Gerda Stevenson’s play about conflict gets timely revival at 2011 Edinburgh Fringe
‘You don’t often get a chance to do something over again in theatre,’ says Gerda Stevenson, ‘to go back, once you know the text and feel comfortable with it. It’s a great opportunity.’
Stevenson’s play Federer versus Murray originally ran for a week in 2010 at Glasgow’s Oran Mor. This new version has been recast, with Scottish legend taking over from Scottish legend (Dave Anderson takes over from Gerry Mulgrew, Stevenson herself replacing Maureen Beattie), restaged, and its script tweaked. Unfortunately, the issues it tackles are still just as relevant a year on.

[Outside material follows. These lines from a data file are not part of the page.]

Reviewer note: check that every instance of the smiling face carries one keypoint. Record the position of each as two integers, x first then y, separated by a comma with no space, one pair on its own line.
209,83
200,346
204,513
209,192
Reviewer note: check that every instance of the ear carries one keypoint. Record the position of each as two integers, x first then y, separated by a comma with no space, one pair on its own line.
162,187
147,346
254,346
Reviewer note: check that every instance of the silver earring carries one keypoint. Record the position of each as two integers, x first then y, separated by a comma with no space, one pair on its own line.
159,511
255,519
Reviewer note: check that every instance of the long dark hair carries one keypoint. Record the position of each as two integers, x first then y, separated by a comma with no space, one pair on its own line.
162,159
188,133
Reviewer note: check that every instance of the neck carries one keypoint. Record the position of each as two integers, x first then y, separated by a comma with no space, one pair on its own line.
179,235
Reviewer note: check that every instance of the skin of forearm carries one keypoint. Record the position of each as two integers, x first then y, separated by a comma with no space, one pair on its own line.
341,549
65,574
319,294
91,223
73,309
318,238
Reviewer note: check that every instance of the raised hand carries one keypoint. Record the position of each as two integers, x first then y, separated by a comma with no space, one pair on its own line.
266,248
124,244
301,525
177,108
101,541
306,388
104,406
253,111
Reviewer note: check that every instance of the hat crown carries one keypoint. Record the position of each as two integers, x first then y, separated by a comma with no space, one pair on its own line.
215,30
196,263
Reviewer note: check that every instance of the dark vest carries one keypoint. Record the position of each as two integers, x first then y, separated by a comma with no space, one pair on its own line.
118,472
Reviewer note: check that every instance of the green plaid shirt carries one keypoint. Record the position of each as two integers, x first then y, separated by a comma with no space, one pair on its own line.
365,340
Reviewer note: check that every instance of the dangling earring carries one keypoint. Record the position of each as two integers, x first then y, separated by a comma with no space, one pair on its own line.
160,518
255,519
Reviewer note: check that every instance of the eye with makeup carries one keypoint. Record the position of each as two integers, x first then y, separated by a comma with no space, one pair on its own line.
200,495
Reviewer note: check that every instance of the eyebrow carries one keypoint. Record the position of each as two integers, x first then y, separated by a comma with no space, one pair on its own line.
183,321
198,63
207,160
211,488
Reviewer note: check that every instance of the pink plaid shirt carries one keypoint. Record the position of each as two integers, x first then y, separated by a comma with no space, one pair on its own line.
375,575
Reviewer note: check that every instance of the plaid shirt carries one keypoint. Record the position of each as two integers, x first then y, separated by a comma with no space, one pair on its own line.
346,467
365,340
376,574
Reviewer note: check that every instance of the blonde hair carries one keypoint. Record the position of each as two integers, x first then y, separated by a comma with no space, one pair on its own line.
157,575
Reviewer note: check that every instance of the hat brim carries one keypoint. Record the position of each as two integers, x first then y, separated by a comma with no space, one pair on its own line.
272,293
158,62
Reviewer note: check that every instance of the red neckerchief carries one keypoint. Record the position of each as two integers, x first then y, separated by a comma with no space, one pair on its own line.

Stevenson uses the titular match as a way of framing different kinds of conflict: that between married couple Jimmy and Flo (he’s recently been made redundant and is watching Wimbledon obsessively, she’s exhausted and just off night shift) and that between countries and ideologies. Jimmy and Flo are haunted by the war in Afghanistan, and by one ghost in particular, represented onstage by young saxophonist Chris Hardie.
‘I’ve always worked with music, I can’t imagine being without it,’ Stevenson says. ‘I needed a way of bringing a third character into the play, representing the crisis between the two, and music has such a spiritual quality about it.’
Fittingly, one of the tunes she’s used is ‘The Bonnie Earl of Murray’, about another slain soldier.
‘I was thinking about Scottishness, about nations, about what these songs mean and what Andy Murray means,’ she says. ‘My son is 23 now – the same age as these boys who are still being killed in Afghanistan – and I remember him coming home from school one day. They’d had the army in, doing a recruitment drive with this fantastic live band, and my son himself had been incredibly tempted, until he’d heard the music teacher muttering under his breath, “Pity they didn’t tell you you could die”.’
Federer Vs Murray, Assembly Hall, 623 3030, 6–28 Aug (not 15), 12.30pm, £13–£14 (£12–£13). Previews 4 & 5 Aug, £10.